Logo Bloomberg Technoz

“Jangan terjebak pada label air gunung atau air sumur. Kuncinya adalah rencana keselamatan air dan pengolahan yang berbasis risiko,” kata ahli tersebut.

Dari sisi kesehatan, ia mengingatkan potensi gangguan jika kualitas air buruk, seperti methemoglobinemia pada bayi akibat kadar nitrat tinggi, atau gangguan ginjal dan saraf karena logam berat seperti arsenik, timbal, dan mangan. Air yang tercemar bakteri seperti E. coli atau Salmonella juga dapat memicu penyakit diare dan infeksi saluran pencernaan.
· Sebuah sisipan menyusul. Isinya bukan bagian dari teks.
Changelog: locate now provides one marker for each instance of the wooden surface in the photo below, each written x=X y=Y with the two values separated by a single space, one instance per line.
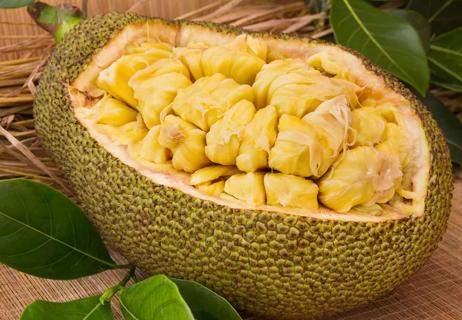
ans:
x=433 y=293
Selain risiko kesehatan, eksploitasi air tanah secara besar-besaran untuk industri juga disebut menimbulkan dampak ekologis serius. Penurunan muka air tanah, atau land subsidence, berpotensi menyebabkan penurunan tanah dan berkurangnya debit mata air warga, bahkan mengganggu keseimbangan ekosistem air bawah tanah. Karena itu, ia menilai izin pengambilan air tanah harus didasarkan pada daya dukung akuifer dan disertai audit lingkungan.

Sebagai pembanding, di Uni Eropa dan Australia, perlindungan sumber air dijalankan melalui rencana keselamatan air dan manajemen risiko yang ketat. Negara-negara tersebut memiliki pedoman air minum nasional dan mewajibkan uji rutin serta transparansi hasil kualitas air kepada publik. Jepang pun memiliki regulasi sangat ketat terkait produksi air minum dan pemeriksaan berkala oleh otoritas setempat.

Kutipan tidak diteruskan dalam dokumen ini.